Homework 5
Assigned Mon Mar 7, due Tue Mar 22

Nesterov's Optimal Method

In class we derived a lower bound for the complexity of gradient methods on strongly convex functions; see the last 5 pages of my notes which are taken from p. 66-68 of Nesterov's book. Nesterov then derives several methods that attain this bound. However, the derivation is very complicated. So, all we did in class was to present the simplest one given on the last page of my notes (see also (2.2.11), p.81 of his book).
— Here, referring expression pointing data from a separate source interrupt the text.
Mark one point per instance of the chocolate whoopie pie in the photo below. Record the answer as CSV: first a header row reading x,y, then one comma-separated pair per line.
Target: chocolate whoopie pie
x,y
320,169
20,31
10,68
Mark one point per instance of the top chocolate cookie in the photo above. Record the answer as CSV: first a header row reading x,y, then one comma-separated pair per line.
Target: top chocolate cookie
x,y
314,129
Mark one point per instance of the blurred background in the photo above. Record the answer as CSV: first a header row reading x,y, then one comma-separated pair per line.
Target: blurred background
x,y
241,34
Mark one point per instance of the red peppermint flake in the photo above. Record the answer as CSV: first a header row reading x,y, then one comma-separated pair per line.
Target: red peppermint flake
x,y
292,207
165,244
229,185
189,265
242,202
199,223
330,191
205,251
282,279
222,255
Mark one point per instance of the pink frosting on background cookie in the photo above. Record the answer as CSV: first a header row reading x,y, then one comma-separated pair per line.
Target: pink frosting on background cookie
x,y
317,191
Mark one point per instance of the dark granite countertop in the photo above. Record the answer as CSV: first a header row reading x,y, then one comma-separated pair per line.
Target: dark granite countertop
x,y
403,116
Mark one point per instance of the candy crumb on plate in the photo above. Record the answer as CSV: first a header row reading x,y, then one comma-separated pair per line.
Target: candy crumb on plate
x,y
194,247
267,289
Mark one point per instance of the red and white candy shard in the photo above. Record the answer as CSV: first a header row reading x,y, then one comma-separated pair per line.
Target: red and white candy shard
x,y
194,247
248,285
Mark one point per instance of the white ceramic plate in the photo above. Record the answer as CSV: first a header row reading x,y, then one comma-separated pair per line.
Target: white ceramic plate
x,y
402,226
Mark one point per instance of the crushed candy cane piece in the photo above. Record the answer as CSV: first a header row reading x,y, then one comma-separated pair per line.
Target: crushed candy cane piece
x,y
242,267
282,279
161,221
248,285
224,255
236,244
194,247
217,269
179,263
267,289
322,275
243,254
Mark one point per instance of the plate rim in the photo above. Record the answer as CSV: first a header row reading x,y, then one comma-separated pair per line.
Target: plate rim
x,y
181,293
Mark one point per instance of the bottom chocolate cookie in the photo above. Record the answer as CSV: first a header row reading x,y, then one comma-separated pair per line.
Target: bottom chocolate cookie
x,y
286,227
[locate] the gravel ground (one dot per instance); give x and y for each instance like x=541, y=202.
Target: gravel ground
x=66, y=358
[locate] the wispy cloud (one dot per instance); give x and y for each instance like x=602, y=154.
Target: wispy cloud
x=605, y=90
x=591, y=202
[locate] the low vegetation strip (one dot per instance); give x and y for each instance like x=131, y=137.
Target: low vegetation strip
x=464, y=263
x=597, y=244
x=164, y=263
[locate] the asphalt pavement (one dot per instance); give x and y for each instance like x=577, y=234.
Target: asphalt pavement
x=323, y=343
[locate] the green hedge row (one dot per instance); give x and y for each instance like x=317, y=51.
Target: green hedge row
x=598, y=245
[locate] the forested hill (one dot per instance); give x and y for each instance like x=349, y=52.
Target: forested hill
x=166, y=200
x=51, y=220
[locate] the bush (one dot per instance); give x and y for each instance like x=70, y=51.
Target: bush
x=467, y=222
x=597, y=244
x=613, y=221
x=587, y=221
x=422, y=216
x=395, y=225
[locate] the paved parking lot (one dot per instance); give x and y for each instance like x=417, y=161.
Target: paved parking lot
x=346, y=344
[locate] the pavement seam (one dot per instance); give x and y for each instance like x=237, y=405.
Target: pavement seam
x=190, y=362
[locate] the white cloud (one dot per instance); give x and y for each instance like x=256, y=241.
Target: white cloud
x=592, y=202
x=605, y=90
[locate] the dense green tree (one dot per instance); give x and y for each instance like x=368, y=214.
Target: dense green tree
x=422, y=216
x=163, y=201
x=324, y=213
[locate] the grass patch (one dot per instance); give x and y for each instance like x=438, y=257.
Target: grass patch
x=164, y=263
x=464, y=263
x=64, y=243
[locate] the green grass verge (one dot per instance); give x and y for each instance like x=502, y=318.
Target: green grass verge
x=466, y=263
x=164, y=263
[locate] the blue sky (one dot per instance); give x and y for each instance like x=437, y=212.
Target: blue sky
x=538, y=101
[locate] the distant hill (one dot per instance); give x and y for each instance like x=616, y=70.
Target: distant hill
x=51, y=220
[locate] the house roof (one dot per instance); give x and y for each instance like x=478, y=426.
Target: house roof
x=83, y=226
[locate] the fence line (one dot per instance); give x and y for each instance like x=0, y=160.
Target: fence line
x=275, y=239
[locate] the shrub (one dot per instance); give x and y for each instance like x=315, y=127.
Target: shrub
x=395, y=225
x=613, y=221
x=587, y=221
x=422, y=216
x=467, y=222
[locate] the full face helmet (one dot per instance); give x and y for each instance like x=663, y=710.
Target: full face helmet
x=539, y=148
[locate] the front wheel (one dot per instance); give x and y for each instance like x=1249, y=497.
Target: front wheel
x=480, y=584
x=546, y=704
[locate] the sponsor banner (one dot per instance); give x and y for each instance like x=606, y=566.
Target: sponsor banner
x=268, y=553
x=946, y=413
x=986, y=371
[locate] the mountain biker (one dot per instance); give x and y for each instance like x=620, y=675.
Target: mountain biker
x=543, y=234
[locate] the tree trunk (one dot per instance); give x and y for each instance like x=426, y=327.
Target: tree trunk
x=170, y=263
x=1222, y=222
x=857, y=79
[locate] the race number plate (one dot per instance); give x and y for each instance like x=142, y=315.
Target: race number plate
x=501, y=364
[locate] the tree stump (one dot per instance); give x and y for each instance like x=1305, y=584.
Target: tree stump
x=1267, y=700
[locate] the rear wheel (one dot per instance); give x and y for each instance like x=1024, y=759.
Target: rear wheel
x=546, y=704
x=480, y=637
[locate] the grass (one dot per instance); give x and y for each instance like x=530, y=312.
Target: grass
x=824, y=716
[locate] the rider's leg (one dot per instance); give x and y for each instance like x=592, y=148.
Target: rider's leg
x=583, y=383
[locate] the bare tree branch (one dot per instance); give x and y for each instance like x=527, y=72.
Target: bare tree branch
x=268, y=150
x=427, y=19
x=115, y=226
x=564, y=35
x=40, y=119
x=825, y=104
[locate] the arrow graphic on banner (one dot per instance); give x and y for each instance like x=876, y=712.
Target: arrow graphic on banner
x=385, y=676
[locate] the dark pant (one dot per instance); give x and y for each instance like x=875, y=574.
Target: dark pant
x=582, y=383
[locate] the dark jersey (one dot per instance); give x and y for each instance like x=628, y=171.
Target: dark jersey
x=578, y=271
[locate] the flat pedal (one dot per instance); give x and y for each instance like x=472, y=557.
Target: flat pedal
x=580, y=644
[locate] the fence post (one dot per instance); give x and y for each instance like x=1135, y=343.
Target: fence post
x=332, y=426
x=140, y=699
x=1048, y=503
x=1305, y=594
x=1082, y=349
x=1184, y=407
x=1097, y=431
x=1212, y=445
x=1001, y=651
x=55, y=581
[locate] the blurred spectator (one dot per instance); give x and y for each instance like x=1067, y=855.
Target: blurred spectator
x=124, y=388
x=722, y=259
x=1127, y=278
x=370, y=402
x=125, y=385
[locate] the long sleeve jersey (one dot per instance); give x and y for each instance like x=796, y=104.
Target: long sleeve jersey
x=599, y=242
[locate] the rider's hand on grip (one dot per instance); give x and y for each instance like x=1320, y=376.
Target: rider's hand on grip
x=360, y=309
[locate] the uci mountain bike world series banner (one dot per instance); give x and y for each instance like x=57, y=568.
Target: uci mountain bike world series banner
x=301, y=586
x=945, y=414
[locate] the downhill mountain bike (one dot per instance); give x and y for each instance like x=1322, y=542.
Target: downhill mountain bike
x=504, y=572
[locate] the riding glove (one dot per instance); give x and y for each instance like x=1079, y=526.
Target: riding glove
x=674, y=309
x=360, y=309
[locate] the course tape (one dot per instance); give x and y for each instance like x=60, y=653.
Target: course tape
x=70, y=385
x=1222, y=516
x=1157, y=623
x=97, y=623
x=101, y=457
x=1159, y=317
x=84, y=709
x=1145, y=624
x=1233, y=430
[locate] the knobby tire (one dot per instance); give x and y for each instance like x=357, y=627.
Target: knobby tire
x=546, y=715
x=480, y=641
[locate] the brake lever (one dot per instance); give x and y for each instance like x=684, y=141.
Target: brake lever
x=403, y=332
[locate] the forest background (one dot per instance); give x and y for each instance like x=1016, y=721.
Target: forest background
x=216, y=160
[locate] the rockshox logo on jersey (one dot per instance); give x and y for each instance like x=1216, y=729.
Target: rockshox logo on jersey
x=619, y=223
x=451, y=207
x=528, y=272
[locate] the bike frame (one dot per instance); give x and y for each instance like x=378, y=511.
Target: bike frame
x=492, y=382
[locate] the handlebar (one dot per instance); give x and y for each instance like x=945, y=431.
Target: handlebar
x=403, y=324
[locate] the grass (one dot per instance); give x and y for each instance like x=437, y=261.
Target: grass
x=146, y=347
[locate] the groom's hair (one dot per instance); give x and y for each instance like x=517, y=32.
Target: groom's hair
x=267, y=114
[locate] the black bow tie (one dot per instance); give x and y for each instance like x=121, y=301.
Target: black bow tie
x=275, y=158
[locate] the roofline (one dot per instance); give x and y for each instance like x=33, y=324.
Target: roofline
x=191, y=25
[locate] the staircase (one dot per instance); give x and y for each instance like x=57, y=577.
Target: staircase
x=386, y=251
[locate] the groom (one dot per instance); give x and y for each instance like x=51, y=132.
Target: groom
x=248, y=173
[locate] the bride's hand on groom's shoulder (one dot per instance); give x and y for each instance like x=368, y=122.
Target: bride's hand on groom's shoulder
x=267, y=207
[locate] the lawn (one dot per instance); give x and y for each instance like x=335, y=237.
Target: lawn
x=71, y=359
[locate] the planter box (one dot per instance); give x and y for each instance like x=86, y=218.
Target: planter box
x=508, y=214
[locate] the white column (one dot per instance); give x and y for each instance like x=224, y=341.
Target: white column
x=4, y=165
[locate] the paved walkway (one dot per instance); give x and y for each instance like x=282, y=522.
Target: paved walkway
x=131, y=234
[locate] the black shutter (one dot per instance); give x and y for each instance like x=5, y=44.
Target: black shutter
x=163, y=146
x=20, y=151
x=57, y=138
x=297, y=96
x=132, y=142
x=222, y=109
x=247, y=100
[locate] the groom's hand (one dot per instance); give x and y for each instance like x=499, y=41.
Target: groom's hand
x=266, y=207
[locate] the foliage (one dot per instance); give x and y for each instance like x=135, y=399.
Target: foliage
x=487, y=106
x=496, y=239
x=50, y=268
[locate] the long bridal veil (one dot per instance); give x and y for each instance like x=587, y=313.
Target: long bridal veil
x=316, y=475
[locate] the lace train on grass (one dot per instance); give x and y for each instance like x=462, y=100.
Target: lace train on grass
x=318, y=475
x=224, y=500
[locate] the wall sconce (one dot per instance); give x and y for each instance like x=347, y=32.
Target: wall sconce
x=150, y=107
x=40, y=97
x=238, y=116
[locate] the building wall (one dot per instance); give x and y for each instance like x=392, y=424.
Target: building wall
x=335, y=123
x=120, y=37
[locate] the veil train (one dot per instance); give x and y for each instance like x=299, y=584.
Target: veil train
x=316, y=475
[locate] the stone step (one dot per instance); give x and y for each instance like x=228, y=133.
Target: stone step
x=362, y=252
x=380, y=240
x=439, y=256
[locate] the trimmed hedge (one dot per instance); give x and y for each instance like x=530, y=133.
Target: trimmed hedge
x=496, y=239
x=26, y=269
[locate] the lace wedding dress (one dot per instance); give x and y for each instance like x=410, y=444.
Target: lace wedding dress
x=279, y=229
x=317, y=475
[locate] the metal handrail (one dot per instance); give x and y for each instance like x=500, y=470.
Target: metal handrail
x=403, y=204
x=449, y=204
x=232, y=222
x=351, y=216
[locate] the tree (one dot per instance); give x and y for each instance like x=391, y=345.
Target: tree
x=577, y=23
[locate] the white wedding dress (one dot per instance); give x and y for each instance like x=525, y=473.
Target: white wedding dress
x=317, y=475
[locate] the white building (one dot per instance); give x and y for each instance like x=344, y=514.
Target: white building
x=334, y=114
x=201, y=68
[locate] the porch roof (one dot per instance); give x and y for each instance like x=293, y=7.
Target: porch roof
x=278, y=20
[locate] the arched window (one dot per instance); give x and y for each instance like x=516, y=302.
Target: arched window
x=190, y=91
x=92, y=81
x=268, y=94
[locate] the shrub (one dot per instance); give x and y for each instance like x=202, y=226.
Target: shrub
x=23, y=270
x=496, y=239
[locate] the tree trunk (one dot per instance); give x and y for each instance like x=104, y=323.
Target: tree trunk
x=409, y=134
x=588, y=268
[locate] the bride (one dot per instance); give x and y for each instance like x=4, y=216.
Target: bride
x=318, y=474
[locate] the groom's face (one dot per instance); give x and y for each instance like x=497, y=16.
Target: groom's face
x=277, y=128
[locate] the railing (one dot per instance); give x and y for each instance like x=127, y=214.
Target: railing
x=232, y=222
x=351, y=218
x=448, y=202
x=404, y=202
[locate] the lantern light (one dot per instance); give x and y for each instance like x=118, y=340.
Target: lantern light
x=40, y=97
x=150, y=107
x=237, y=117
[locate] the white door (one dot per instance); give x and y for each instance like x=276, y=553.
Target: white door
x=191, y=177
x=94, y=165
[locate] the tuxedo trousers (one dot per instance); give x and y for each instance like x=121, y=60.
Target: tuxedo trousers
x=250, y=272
This assignment simply asks you to program this optimal method and compare the results with the ordinary gradient method, using two different choices of fixed stepsizes, namely, t=1/M (for which we have the bound on the first page of my notes from (9.18) in BV) and t=2/(m+M) (for which we have the bound on the second page of my notes, from Theorem 2.1.15 in Nesterov's book), on three examples:

the quadratic defined by the Hilbert matrix that you used in HW4 using the same starting point (the vector of all ones) as in HW4
the example of Exercise 9.30 (BV page 519) that you used in HW4, using the same starting point (zero) as in HW4
Nesterov's worst case example mentioned above, with the given starting point (zero) and with the order of the tridiagonal matrix truncated to n=10,000, with m=1 and two values for M: M=100 and M=10,000. (Recall Nesterov uses μ and L for m and M.) Be sure to code the tridiagonal matrix as a sparse matrix (type help sparse in Matlab) so that matrix-vector multiplies with the tridiagonal matrix are efficient.

Summarize your results in whatever way seems to be convenient.